В Праге ночь, и хотя свет мощных стадионных ламп, окружавших холм, залил большую часть горизонта, на экране перед толпой Чопра отображалась в акварельных тонах, растворявшихся в атмосфере. На моем экране ее краски, далекие и непривычные, выглядели зловещим пятном. Облаку Чопра подобало бы уйти к Венере, навсегда там остаться, вдали от нашего дома, и более не нарушать покой ночной тьмы, веками обнимающей человечество. Меня охватила паника. Я оглядывал Панель в поисках кнопки, которая немедля вернула бы меня на Землю, прямо в мою постель, на четыре-пять лет назад, когда денег со стипендии едва хватало на макароны, а у нас с Ленкой почти ничего и не было из вещей – только секс и книги, и наш маленький мир, такой понятный и добрый.
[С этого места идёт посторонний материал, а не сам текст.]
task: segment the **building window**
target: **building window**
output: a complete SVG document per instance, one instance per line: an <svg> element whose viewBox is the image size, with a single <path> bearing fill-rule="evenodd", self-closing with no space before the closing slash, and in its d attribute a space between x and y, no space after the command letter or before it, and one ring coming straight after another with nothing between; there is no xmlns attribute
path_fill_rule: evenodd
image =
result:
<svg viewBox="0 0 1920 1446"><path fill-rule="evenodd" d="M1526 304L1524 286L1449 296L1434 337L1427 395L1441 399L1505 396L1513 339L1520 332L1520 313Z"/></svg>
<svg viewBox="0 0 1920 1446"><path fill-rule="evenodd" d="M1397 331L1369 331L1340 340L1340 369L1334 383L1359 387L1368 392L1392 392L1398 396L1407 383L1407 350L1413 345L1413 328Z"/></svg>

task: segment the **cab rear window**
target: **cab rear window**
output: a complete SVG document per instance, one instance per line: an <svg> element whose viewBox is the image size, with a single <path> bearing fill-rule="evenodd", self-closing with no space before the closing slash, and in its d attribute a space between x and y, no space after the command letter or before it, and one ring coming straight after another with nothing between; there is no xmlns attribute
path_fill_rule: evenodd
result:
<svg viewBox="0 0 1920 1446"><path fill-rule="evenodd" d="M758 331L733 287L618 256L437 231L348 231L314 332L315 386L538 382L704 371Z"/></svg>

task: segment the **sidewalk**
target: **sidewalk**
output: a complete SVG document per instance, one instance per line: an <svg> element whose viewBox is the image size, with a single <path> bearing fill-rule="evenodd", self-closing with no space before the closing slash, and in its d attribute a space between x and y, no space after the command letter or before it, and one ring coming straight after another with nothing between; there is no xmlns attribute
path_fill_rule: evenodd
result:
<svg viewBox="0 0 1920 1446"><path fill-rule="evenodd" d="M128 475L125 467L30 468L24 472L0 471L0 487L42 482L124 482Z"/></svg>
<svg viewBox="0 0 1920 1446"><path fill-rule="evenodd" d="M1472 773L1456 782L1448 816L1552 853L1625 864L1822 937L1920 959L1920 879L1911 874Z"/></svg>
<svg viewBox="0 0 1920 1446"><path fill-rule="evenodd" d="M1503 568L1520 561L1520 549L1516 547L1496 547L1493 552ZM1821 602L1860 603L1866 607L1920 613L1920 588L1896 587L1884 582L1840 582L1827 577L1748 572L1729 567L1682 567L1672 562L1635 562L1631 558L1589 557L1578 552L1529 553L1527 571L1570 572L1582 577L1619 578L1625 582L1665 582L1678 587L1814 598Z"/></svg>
Время, когда Вселенная была черной и глянцевой на страницах учебников, чересчур дорогих для нас.
«Русалка» продолжалась в звуках скрипок и горнов, напоминавших мне о негромкой успокаивающей музыке в лифтах, торговых центрах, лобби отелей. Я потрогал гладкую поверхность стола перед собой, пристегнулся покрепче к креслу, чтобы чувствовать его поддержку. Паника сменилась кратким блаженством. Мания величия из-за ожидающих впереди открытий, даже просто присутствие здесь затмевало все остальное. Я прыгнул через пропасть на мотоцикле. Я уже почти приземлился, и кипение крови в моих ушах и глазах перекрывало шум толпы незнакомцев и близких, аплодисменты и песнопения, крики орлов, пролетающих над нашими головами, надоевший шум двигателей и скрежет моих костей. Это чувство подарило мне три-пять секунд полной отрешенности от того, что мир требует и что отдает, сделав сам факт жизни чисто физическим возвышением над стихиями. Я был благодарен за эту короткую передышку.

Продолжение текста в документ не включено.